FX Trading – Double Header Today: Keep Watching the Central Banks


Matinee: Bank of England Official Inspires Buyers, Spooks Sellers

Pent-up demand and sellers running for cover explains the move by the British pound today. Granted, it was comments from a Bank of England official who sparked the move. Apparently the quantitative easing measures are working as well as they’d have hoped for when this strategy commenced earlier this year.

Thus, traders are quick to jump at the idea that the BOE may not be doing much more pumping in the near future. The pound is up as much as one and a half percent versus the buck; and it’s putting a lickin’ on the euro and yen as well.

Today’s comments not only brought some buyers out of the shadows, but the move above daily consolidation range (resistance) likely led what had become a large number of shorts running to cover their butts.



We can look at this two ways:

1)This is a shake-out move and stops needed to be triggered before the price of the pound can be driven lower.
2)This is a legitimate change in fortune for the pound after being depressed by traders despite a continued move out of US dollars and into other currencies.

The UK economic concerns are not changed in the wake of the BOE officials recent comments; albeit sentiment could very well have made an important shift. The question is whether or not any change in sentiment will be powerful enough to make the pound appealing to investors.

Considering the mood of the markets, the pound could be undergoing a change in fortune versus the US dollar, starting today; but the strength could prove short-lived versus the euro and perhaps even the yen.

Traders and investors generally take a glass-half-full approach to the euro. Perhaps it’s all mental -- the Eurozone and its currency have come to represent an alternative the US counterparts.

There’s been a popular piece of data circulating the web recently. It states the move by world economies into reserves denominated in euro and yen. Most stories use it to point out that these countries are necessarily getting rid of their dollar reserves. But that is not the case. Reserves denominated in US dollars are still being added, but to a lesser extent than those denominated in euro and yen, according to the latest numbers.

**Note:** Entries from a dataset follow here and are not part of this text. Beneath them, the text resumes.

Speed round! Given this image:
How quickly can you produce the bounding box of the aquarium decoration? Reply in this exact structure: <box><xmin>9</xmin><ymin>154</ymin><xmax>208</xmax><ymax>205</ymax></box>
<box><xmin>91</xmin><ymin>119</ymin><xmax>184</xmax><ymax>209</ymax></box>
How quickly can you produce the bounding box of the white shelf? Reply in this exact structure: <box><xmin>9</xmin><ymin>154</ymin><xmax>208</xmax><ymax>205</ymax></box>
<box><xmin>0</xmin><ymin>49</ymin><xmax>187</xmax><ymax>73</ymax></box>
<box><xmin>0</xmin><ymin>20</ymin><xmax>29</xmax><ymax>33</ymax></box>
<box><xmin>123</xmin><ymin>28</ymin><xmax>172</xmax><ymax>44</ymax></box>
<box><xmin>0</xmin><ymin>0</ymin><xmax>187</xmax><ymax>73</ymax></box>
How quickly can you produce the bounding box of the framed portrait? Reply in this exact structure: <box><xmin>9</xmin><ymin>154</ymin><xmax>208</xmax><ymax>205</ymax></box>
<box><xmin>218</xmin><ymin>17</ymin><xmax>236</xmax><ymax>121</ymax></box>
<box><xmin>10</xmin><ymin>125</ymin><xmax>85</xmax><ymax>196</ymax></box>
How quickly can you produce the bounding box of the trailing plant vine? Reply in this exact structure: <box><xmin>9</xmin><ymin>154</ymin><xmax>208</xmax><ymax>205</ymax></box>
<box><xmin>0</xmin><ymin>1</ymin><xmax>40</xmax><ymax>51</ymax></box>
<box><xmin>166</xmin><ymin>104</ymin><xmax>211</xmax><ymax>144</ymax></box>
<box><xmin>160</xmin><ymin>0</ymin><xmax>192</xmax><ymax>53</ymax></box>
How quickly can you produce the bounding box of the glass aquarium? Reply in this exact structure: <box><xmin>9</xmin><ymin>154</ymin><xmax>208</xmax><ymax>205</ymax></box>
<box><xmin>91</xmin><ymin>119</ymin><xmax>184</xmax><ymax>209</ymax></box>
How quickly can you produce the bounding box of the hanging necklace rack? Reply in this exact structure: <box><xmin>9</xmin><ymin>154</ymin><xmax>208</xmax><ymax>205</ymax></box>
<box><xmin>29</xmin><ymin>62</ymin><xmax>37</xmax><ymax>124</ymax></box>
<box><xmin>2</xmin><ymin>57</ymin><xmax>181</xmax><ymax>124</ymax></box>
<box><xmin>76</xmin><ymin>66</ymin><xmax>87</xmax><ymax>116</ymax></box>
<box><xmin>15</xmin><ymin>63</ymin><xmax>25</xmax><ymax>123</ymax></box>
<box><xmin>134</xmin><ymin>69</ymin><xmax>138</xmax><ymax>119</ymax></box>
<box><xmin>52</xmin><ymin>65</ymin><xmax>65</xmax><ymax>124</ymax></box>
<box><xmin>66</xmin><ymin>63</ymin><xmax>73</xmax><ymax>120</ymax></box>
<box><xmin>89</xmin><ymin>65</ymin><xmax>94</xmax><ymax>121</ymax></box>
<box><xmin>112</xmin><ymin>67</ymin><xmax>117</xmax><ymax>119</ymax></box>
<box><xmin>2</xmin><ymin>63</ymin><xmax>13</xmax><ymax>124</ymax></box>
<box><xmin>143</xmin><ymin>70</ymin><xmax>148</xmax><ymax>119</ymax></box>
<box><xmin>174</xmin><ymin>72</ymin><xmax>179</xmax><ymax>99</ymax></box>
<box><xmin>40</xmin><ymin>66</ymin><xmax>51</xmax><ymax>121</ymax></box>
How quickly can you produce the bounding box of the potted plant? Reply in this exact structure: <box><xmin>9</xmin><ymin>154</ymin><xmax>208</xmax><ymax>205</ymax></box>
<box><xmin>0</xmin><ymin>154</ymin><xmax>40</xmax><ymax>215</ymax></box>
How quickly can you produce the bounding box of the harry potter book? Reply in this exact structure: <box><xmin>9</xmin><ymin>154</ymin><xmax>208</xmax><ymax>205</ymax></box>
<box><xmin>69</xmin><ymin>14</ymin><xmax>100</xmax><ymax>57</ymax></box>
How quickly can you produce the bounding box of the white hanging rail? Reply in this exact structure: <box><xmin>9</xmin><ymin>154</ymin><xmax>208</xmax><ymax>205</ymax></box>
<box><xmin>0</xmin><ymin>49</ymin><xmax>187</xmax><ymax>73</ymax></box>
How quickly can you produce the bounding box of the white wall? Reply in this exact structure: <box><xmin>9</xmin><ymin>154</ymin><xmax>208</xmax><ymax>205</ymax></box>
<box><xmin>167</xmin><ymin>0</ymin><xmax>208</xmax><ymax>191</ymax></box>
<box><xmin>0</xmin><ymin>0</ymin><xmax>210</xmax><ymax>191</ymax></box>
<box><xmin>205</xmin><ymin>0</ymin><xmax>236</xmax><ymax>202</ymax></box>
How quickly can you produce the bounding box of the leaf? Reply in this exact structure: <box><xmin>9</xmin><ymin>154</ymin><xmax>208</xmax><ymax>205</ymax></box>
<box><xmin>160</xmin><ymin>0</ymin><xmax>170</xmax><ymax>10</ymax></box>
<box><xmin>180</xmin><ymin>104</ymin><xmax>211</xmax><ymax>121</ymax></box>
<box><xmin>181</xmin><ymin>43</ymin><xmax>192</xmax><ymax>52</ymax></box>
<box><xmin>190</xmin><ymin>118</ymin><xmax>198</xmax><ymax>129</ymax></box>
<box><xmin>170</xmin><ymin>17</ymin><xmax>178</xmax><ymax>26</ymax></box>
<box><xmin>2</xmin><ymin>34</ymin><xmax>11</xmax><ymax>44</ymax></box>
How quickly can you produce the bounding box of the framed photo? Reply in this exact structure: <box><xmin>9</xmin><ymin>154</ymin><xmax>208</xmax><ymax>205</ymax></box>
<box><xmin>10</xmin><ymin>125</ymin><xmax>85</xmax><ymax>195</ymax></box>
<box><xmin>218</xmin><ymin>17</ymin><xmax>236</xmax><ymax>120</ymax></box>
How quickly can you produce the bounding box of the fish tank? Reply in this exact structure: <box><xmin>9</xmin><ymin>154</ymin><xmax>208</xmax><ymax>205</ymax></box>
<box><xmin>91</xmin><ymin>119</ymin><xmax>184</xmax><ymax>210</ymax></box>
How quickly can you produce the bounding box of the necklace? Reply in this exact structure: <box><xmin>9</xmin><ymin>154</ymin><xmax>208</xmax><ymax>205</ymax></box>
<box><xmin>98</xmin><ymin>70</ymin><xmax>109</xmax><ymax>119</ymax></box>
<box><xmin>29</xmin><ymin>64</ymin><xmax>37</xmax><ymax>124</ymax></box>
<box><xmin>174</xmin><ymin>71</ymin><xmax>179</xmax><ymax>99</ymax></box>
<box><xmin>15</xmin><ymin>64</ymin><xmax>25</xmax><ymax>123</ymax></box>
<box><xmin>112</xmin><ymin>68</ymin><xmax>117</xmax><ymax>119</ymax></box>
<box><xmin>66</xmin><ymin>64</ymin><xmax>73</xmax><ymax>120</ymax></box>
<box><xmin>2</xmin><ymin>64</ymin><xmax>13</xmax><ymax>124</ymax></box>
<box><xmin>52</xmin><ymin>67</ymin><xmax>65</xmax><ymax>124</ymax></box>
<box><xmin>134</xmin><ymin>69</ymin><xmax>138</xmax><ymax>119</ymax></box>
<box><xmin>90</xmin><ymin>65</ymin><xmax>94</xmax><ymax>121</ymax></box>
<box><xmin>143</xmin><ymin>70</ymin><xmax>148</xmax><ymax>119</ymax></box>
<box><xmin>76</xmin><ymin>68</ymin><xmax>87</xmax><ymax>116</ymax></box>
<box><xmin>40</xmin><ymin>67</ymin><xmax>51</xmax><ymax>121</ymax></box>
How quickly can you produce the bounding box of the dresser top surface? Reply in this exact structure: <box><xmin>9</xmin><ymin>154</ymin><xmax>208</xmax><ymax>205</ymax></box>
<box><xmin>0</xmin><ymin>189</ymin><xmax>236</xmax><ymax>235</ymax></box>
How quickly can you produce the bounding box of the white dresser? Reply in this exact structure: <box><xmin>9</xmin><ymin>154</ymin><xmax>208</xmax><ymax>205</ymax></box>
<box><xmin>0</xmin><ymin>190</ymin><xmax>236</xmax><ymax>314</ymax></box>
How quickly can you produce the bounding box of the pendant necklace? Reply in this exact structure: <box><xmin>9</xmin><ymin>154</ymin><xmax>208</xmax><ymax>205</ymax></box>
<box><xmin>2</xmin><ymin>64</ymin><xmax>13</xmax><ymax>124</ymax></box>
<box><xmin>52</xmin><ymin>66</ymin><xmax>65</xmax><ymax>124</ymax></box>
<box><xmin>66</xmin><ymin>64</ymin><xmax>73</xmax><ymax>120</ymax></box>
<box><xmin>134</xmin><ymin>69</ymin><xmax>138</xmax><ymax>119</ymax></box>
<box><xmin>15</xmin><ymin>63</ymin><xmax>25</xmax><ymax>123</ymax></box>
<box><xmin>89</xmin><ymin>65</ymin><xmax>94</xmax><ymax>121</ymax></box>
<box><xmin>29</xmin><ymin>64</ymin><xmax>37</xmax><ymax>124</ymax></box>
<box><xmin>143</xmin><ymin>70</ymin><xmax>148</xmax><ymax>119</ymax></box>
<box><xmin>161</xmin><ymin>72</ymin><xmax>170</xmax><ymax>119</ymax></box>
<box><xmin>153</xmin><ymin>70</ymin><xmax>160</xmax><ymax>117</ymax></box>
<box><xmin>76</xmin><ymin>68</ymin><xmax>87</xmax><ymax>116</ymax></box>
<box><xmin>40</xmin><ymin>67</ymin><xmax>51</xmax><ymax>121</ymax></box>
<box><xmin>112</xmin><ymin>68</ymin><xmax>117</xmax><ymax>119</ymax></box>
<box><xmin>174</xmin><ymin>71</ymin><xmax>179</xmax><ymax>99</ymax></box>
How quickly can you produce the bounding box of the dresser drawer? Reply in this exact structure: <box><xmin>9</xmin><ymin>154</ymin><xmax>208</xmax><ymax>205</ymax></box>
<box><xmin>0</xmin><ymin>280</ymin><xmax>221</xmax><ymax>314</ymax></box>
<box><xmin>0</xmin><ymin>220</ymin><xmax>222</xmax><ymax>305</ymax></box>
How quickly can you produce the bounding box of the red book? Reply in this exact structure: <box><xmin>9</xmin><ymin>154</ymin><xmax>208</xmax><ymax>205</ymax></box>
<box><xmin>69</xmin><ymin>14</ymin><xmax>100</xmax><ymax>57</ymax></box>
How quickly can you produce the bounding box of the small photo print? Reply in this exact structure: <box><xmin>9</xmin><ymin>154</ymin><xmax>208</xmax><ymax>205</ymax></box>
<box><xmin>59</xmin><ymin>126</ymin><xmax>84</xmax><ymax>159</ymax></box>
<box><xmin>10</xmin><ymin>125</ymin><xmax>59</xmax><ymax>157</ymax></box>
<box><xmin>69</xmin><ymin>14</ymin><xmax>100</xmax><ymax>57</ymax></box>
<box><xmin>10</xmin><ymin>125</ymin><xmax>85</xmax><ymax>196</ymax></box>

While the euro may be able to keep running higher on healthy risk appetite and consequent US dollar weakness, then yen may have a tougher time. It’s increasingly viewed as having over-stretched from where fair fundamentals might allow it to go.

Japan’s Finance Minister had this to say today:

"Our political task is to stabilise the value of the currency. The basis for stability is the need for the currency's value to match the economy's strength. This must be ensured by politics."

The first test of USDJPY support (Japanese yen resistance) did not work out and the pair is bouncing. As with many central banks, intervention is on the minds of BOJ officials and Japanese yen traders. Is there room for more strength?




It may be worth being open to an extended bounce here.

John Ross Crooks III
Black Swan Capital


Night-Cap: Who’ll Be Hiking and Who Won’t?

David here ...

JR threw a piece of news by me this morning, as it plays into his and Jack’s evaluation of the deflation vs. inflation tug-of-war that’s happening right now.

So when I say a bit of inflation news hit the wires today, perhaps I should instead call it deflation news since prices are falling. From JR ...

In Czech Republic industrial producer prices slumped in the latest month. The month-to-month drop was double what had been expected (0.4% versus 0.2%) and the year-over-year figure came in dropping 5.4%. Czech hasn’t seen a year-over-year drop like this since records began being kept in 1991.

Agricultural producer prices showed a far more dramatic plunge – 21.2% in September after posting a year-over-year slide of 23.5% in August.

The bottom line in the wake of this data: the central bank could be motivated into rate cuts. And now that the yield differential game between currencies is back in full swing, potential rate cuts could be meaningful to the performance of the Czech koruna.

What’s interesting is this comes at a time when analysts are starting to look for central banks that will be next to hike rates, not cut them. Australia last week prompted the expectations that global central banks are becoming ready to mop up excess liquidity and tighten up their monetary policy stance.